President Trump rattled markets today when he suddenly announced that not only would he seek increased tariffs on steel and aluminum, but that he wants bigger tariffs than his own commerce secretary recommended. Steel and aluminum stocks were up on the news but the overall markets were down – the Dow by about 400 as I type – and the biggest losers were big multinationals who would be devastated by a trade war.
The New York Times is reporting that Gary Cohn, Director of the National Council of Advisors, was overruled by more protectionist voices
Gary D. Cohn, the director of the National Economic Council, had been lobbying for months alongside others, including Defense Secretary Jim Mattis and Rob Porter, the staff secretary who recently resigned under pressure from the White House, to kill, postpone or at least narrow the scope of the measures, people familiar with the discussions said.

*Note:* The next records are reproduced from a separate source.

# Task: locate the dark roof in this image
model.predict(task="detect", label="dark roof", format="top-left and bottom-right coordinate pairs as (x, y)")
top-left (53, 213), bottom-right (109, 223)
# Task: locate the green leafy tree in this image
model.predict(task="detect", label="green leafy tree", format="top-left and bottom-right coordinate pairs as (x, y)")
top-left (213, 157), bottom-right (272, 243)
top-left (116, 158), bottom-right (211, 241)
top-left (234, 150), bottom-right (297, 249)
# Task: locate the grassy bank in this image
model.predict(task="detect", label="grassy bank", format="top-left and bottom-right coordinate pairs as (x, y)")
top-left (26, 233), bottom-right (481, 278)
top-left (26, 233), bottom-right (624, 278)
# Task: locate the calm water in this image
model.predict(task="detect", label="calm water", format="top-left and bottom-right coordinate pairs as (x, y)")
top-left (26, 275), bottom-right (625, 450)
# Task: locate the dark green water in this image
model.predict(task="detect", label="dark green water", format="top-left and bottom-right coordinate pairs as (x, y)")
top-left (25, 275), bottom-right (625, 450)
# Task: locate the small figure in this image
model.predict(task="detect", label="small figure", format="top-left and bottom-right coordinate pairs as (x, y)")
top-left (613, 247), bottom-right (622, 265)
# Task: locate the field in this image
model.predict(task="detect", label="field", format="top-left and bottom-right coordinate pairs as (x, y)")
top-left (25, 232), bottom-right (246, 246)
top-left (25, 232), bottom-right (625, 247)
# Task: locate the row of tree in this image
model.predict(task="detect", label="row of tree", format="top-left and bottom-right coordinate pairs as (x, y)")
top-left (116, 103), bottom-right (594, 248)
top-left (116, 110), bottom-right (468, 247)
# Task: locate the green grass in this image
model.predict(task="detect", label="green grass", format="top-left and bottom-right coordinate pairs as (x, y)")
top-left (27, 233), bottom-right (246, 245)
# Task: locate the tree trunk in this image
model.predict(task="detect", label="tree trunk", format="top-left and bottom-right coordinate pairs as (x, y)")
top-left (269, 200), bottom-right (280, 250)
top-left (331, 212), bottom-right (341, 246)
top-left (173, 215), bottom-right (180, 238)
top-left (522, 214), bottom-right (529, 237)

But in recent weeks, a group of White House advisers who advocate a tougher posture on trade has been in ascendance, including Robert E. Lighthizer, the country’s top trade negotiator, and Peter Navarro, a trade skeptic and former steel industry lawyer who had been sidelined but is now in line for a promotion.
The tariffs are bad. A trade war would be worse, but at this point seems unlikely. The most troubling possibility is that this means that the relationship between Cohn and Trump is further souring and that he might eventually be resigned or be pushed out in favor of something like Peter Navarro. Cohn has been a clear voice of reason in the administration and Navarro is, for lack of a better word, a nutter.
Such a move would likely lead to short-term chaos in the market and it’s not inconceivable that it could ding the recovery.